Consider the function `f` which depends on time, `t`:
\begin{align}
f(t) = -t^3 + 9t^2 - 7t + 8
\end{align}
\begin{align}
t \in [0, 5]
\end{align}

## (a) use matplotlib to plot f(t) vs t
**Guidelines**:
- discretize `t` using 101 evenly spaced points
- you should plot this as if f(t) were continuous (i.e., use a line)
- plot f(t) in black

**Hint**:
- make sure t = 0 and t = 5 are in your t array

In [None]:
# Answer 3a here
t = np.linspace(0, 5, 101)

f = -(t ** 3) + 9 * (t ** 2) - 7 * t + 8

plt.plot(t, f, color = "black")
plt.xlabel("t")
plt.ylabel('f(t)')

# (b) simulate noise around `f(t)`
**Guidelines**:
- the noise should be drawn from a normal distribution with mean of 0 and standard deviation of 10
- the noisy function, `y=f(t)+e`, should be shown as discrete points that are white with black edges
- for the 34th time point in your data, print the magnitude of the noise (e)
- plot these data points as a scatter along with the true function, drawn as a line
- color the 34th data point purple
- include a legend

**Hints**:
- you should use `np.random.seed` to make your code deterministic

In [None]:
# Answer 3b here
np.random.seed(2024)

error_array = np.random.normal(0, 10, size = [len(t)])
y = f + error_array

print("34th point: ", y[33])

fig = plt.figure()
ax = plt.plot(t, f, color = "black", label = "f(t)")
ax = plt.scatter(t, y, color = "white", edgecolors = "black", label = "y = f(t) + e")
ax = plt.xlabel("t")
ax = plt.ylabel("f(t)")
ax = plt.legend()

## Part 2: re-cast as linear model to learn

f(t) can be re-construed as a linear model with 4 features:

\begin{align}
f(t) = w * X = [8, -7, 9, -1] * [1, t, t^{2}, t^{3}]
\end{align}
Where `w` are the weights (coefficients) for the features, `X`

This is the same as our original function:
\begin{align}
f(t) = 8 - 7t + 9t^2 - 1t^3 = -t^3 + 9t^2 - 7t + 8
\end{align}

Now, imagine we don't know `w` but we want to learn it from the 100 noisy points we generated in (b)

## (c) make a feature matrix, X, for this linear problem
**Guidelines**:
- `X` should have shape = (100,4)
- Print the first two rows of this feature matrix

**Hints**:
- if you were reading this data from a .csv file, the top of the file might look like:
```csv
1,t,t^2,t^3,f(t)+e
1,0,0,0,0.49
1,0.05,0.0025,0.000125,20.84
1,0.1,0.01,0.001,19.85
```
where `(0.49, 20.84, 19.85)` are my noisy observations (`f(t)+e`) at `t = (0, 0.05, 0.1)`. Note: my true `f(t)` for these same points = `(8, 7.67, 7.39)`
- you can transpose an `np.array` with `.T`

In [4]:
import numpy as np

# Answer 3c here
X = np.zeros([100, 4])

X_rows, X_cols = X.shape
print(X.shape)
for i in range(X_rows):
  X[i, :] = [1, t[i], t[i] ** 2, t[i] ** 3]

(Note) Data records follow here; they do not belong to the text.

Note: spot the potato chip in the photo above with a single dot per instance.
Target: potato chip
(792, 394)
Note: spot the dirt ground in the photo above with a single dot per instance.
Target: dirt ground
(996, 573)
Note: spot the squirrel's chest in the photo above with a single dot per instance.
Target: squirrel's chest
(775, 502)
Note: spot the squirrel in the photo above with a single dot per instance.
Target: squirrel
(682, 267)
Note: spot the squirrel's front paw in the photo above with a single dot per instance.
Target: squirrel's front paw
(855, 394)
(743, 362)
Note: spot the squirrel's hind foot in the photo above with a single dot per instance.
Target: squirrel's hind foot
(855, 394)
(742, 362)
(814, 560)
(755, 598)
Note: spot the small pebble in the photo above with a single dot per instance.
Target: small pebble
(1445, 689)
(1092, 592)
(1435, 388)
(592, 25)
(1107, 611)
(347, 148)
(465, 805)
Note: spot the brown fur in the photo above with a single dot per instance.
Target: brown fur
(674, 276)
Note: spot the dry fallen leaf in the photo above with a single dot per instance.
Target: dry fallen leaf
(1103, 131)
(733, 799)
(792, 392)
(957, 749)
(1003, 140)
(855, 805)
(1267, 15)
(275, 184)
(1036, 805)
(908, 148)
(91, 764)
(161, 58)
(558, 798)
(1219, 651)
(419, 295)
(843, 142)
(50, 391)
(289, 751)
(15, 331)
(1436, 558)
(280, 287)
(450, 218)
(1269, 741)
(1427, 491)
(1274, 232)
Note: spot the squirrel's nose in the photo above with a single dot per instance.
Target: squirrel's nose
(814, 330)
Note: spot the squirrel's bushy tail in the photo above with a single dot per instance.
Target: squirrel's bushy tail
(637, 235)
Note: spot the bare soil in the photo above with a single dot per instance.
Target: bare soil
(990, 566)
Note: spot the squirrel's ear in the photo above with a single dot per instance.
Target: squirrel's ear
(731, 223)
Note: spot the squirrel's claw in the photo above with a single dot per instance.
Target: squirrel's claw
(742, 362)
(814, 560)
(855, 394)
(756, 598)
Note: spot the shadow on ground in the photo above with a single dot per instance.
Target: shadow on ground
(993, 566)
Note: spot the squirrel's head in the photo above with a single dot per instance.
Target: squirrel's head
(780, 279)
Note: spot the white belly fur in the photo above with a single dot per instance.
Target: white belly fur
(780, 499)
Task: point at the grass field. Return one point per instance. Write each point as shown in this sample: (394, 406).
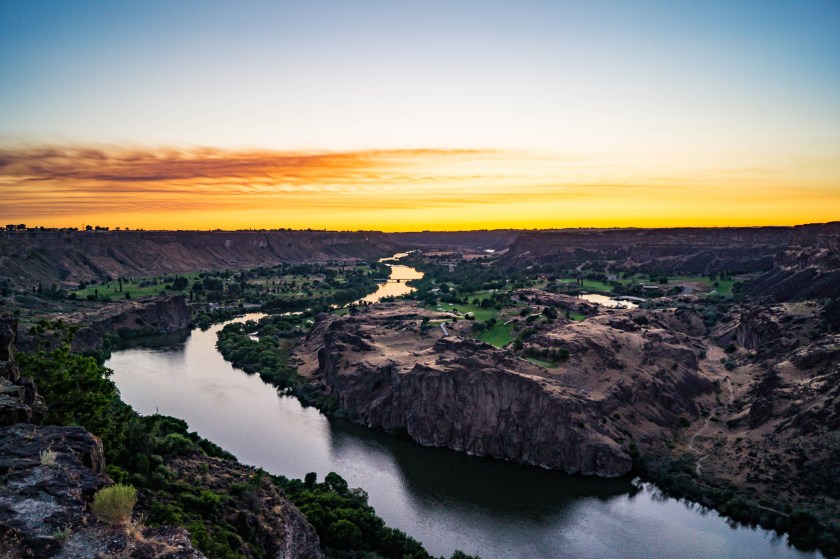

print("first two rows:\n", X[0 : 2, :])

(100, 4)


NameError: name 't' is not defined

## (d) training and test sets
**Guidelines**:
- Split `X` and `y = f(t) + e` into training and test sets randomly using `train_test_split` from `sklearn.model_selection`
- use a ~4:1 training to test ratio
- print the number of training and test points

**Hints**:
- use a `random_state` to make your split deterministic

In [None]:
# Answer 3d here
from sklearn.model_selection import train_test_split

X_train, X_test, y_train, y_test = train_test_split(X, y[0 : X_rows], test_size = 0.20, random_state = 2024)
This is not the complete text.